Korfbaloefeningen voor de techniek schot / scoren / schieten
- De oefening is in duo's.
- Aanvaller kiest een lijn uit van waar hij denkt de meeste goals te zullen maken.
- Hij neemt zijn schoten steeds vanaf deze lijn.
- Na een schot rent hij van de lijn af naar een andere lijn die op zo'n 45 graden afstand ligt.
- Nadat de rebounder de bal heeft gepakt, mag de aanvaller meteen terug naar zijn eigen gekozen lijn.
- Bal vast = meteen terug.
- Wie maakt in anderhalve minuut de meeste goals?
- minimaal 2 personen bij de korf.
- Ren zo snel als je kan een ronde in de zaal weer terug naar je korf.
- Als je allemaal weer bij de korf bent mag je gaan schieten.
- Korte kans onder de korf. Om en om schieten, de ene schiet, de ander vangt af.
- Wie er het eerst 20 scoort.
- Viertal per korf
- Aangever, afvanger, schutter, werker
- Bal start bij de aangever, speelt de bal op de werker, die links voor de korf bij een pion staat, schutter start recht voor de korf maar loopt uit naar pion rechts ontvangt de bal en schiet.
- Wisseling schutter --> afvanger --> aangever --> werker --> schutter
- Een afvanger achter de paal, een aangever met bal onder de korf en een aantal aanvallers op 3 meter voor de korf.

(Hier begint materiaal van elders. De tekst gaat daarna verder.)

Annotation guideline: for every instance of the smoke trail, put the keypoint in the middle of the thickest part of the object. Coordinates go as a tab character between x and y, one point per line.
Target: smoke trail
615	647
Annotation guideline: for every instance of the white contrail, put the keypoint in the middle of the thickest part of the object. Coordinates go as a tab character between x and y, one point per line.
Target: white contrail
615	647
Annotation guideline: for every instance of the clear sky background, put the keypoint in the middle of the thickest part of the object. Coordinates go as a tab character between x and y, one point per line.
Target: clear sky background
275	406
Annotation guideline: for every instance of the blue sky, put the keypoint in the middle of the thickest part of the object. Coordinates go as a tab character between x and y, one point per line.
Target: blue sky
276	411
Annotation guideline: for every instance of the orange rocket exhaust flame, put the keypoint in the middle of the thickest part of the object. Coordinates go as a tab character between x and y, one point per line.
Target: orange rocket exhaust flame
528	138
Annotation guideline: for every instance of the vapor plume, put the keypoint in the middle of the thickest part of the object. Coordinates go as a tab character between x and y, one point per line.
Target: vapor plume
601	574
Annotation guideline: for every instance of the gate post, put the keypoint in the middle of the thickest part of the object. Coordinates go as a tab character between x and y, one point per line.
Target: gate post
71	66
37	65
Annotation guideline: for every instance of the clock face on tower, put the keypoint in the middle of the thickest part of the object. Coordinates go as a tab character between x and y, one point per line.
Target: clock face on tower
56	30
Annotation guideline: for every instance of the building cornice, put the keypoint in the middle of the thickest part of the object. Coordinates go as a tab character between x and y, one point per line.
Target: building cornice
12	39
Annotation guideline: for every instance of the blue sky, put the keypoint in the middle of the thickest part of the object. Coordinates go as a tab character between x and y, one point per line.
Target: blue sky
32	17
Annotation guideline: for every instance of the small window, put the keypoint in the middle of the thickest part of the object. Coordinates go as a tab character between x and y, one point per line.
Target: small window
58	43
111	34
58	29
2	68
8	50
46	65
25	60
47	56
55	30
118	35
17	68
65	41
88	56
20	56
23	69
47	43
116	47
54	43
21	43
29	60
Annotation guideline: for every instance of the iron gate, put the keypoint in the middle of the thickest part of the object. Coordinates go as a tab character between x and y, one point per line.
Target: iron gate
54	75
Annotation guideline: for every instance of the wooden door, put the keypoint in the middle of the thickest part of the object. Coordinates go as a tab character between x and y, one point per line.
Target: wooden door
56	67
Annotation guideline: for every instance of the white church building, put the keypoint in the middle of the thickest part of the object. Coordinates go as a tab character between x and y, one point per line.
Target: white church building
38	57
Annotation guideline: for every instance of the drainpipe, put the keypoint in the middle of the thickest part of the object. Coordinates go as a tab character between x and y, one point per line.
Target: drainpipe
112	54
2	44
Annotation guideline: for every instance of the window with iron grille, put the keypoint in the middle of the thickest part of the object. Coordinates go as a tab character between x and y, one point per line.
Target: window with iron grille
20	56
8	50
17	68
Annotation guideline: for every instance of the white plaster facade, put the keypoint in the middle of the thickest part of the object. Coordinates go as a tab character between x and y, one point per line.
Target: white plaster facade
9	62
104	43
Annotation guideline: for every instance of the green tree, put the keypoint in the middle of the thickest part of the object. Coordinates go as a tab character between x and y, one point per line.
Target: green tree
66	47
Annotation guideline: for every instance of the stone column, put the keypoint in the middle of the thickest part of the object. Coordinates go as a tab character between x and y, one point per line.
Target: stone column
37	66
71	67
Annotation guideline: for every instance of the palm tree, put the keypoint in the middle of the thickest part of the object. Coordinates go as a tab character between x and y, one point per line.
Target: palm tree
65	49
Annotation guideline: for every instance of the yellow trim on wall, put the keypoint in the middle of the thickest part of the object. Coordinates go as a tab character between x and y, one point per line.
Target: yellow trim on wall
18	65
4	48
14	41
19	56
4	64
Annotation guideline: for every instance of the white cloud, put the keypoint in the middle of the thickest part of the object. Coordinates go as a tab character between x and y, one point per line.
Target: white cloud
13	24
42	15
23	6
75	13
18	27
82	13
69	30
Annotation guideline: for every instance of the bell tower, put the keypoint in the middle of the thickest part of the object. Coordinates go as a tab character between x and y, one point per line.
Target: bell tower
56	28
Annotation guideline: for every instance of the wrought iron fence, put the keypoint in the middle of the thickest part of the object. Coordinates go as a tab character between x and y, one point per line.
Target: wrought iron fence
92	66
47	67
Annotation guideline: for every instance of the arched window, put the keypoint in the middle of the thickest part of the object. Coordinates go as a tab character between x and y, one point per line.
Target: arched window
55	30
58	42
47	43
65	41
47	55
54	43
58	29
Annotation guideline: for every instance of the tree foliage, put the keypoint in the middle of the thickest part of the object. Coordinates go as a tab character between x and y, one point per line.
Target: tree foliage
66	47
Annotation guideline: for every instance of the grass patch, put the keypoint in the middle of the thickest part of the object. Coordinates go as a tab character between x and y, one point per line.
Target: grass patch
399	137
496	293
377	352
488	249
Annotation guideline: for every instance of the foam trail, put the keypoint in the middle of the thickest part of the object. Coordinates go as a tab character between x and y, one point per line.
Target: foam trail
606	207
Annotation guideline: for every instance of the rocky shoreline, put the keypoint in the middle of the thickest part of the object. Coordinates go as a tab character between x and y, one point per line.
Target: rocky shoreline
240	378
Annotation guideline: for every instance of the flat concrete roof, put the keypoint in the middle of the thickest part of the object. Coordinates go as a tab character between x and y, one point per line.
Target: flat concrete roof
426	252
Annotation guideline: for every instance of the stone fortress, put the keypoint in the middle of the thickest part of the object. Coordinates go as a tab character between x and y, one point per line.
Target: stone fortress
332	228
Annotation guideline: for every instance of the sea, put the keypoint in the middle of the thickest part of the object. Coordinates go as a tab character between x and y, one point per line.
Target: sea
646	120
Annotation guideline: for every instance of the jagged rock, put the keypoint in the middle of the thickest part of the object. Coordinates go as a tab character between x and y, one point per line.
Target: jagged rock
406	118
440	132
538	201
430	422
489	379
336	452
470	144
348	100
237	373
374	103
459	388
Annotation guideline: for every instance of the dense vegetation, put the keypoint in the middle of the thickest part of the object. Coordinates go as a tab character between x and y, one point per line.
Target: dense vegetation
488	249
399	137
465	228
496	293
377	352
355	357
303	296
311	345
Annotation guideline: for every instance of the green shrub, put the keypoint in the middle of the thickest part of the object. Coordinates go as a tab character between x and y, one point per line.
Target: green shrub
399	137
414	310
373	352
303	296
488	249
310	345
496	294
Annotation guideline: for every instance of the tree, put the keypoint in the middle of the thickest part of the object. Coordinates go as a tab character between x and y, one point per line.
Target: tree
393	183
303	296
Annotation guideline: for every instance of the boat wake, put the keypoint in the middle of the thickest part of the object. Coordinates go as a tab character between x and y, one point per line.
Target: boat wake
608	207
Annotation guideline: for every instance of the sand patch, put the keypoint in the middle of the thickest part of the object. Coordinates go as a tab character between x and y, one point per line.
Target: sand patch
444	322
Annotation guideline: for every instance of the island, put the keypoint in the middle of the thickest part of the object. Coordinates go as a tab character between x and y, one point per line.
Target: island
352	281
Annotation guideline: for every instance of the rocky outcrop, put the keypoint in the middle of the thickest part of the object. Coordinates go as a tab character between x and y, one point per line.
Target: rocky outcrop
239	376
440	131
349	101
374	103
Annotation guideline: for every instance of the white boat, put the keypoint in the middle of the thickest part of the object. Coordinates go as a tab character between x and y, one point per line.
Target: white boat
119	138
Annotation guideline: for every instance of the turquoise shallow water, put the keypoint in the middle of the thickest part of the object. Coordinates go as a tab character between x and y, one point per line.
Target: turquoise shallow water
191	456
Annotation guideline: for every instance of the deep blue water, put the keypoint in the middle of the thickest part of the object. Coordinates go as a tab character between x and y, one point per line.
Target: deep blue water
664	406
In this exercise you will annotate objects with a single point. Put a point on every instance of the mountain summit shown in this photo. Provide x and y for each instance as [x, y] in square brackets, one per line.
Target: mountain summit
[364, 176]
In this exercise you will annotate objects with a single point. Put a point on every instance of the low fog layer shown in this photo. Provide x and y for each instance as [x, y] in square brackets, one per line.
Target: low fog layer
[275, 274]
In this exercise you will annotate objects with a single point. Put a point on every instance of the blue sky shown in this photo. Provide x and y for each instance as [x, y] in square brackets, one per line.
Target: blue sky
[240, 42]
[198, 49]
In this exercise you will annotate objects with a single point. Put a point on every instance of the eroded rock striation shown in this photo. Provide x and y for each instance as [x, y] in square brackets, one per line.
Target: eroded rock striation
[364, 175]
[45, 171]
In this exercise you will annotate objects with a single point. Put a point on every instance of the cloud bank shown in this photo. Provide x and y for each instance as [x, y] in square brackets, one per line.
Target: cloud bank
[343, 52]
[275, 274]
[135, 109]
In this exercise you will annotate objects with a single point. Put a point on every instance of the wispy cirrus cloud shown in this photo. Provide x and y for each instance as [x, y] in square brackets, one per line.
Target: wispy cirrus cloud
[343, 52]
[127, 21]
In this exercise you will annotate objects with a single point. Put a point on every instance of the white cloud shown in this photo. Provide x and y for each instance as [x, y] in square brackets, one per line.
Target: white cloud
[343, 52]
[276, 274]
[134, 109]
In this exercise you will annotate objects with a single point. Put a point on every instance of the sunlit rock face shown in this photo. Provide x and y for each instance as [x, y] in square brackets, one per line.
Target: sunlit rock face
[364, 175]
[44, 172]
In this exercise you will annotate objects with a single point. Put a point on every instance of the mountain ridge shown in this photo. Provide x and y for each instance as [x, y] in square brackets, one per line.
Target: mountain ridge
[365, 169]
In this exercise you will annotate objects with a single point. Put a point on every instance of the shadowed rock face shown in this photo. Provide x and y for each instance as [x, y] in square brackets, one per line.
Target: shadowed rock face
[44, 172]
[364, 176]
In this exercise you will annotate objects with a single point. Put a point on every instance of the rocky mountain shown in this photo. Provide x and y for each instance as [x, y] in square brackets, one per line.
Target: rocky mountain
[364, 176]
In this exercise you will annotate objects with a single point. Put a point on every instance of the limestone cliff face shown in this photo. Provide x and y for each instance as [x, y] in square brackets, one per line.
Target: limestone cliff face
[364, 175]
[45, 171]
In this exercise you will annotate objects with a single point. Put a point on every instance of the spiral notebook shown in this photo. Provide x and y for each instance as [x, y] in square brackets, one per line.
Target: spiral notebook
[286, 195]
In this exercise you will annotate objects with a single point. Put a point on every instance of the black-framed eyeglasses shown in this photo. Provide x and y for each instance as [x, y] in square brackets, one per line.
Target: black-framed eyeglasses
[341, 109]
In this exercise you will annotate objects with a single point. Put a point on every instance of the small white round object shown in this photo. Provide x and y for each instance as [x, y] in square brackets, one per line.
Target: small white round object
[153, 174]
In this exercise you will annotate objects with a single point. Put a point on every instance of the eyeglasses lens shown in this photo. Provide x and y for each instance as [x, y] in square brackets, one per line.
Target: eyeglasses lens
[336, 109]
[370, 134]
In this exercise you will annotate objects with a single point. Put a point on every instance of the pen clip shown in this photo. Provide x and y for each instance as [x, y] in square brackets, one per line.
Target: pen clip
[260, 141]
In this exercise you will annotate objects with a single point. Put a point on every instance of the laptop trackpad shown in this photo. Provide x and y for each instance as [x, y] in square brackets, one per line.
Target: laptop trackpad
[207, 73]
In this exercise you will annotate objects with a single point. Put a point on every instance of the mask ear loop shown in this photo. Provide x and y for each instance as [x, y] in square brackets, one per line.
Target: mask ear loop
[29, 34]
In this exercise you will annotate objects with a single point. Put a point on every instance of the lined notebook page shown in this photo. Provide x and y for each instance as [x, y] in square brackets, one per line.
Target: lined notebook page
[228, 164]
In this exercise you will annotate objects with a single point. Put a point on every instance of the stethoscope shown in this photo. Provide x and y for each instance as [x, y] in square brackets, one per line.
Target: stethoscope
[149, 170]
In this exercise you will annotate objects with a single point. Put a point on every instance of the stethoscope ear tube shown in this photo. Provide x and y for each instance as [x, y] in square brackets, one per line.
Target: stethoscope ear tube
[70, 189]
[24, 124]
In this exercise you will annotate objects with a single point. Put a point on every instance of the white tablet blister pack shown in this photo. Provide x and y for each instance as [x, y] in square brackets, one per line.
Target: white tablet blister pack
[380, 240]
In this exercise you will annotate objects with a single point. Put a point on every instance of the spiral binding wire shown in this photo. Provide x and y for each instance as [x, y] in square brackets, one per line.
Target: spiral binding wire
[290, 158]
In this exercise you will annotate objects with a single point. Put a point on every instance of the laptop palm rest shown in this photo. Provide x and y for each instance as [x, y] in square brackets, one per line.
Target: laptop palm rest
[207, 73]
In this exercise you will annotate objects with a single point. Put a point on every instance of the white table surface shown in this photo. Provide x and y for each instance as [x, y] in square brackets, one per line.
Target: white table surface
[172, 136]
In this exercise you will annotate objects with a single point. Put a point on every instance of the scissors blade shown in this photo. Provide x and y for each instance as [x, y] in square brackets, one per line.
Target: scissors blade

- De leergang van de uitwijkbal wordt in deze en volgende oefeningen behandeld.
- De schutter op 3 meter ontvangt de bal, zijn beginhouding is als bij het schot uit stand, een kleine spreidstand.
- Verzet het rechterbeen iets naar achter, vind de balans op dat rechterbeen door iets met het linkerbeen a te zetten.
- Schiet vanuit deze balans gericht op de korf.
- Oefen een aantal maal op schieten op het rechter been, vervolgens op het schieten op het linkerbeen.
- Schutter wordt afvanger, afvanger wordt aangever en aangever sluit weer aan bij de aanvallers.
Variant:
- Als vorige oefening, maar de bal wordt pas gegooid als de schutter de linkervoet kruist voor de rechtervoet (bij een uitwijkbeweging naar rechts).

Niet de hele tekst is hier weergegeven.